A prova desenrola-se no Egitpo mas a selecção dos faraós não parte como favorita. Os grandes candidatos chegam - uma vez mais - da América do Sul, esperando-se que Brasil, Uruguai e especialmente o Paraguai, voltem a exibir o seu melhor rosto, depois do Campeonato Sul-Americano da época transacta. Os brasileiros apresentam um conjunto fortíssimo liderado por Giuliano, um médio centro bem ao gosto de Dunga. Os grandes favoritos africanos são o Gana de Ransford Osei e a Nigéria de Rabiu Ibrahim e Lukman Haruna. Duas equipas poderosissimas que querem quebrar a maldição. Afinal esta é a única prova de formação de cariz mundial que nunca foi ganha por uma nação do Continente Negro. Neste ano "africano" da FIFA - com o Mundial FIFA a desenrolar-se na África do Sul - não há melhor momento para quebrar a malapata.
A Europa envia um contigente de respeito mas sem grandes favoritos. Itália (que disputará o grupo A com os anfitriões, o Paraguai e Trinidade e Tobago) e Alemanha no B (frente a frente terá os Estados Unidos, Coreia do Sul e os Camarões), são as equipas melhor posicionadas. Mas atenção à sempre fiável Espanha (sem Bojan e Asenjo) e à Inglaterra (numa versão B) que medirá forças com os favoritos Gana e Uruguai.

Portugal, naturalmente, está fora de uma prova que venceu já por duas vezes (1989 e 1991), espelhando bem as gritantes diferenças entre o futebol de formação luso e o que se pode seguir no resto do Mundo. O primeiro Mundial Jovem foi disputado em 1977 e conta com dezasseis edições. O trofeu foi ganho apenas por sete países sendo que a Argentina é detentora de seis edições, o Brasil de quatro e Portugal surge no terceiro posto com duas vitórias, à frente de nações como Espanha, URSS Alemanha e Jugoslávia. Os argentinos são igualmente os detentores dos dois últimos titulos mas não estará presente para renovar o trofeu depois da desilusão no último campeonato sul-americano.
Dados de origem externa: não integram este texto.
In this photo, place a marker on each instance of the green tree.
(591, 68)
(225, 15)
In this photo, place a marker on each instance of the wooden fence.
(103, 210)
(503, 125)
A partir de hoje a elite jovem do Mundo reune-se para vencer um troféu que levanta sempre polémica junto dos grandes clubes, que se queixam de que a prova retira-lhes alguns jogadores chaves nos seus planos. Basta ver as razias nas equipas europeias para perceber que muitos craques ainda preferem ficar em casa a exibir-se diante do Mundo. No entanto a moeda tem sempre dois versos e muitas das ausências de cracks já consagrados abre a porta a novas promessas que têm aqui a oportunidade de ouro para que o Mundo conheça o seu nome por direito próprio. Ao largo do próximo mês vamos ver quem mostra ter valor para fazer história...num futuro próximo!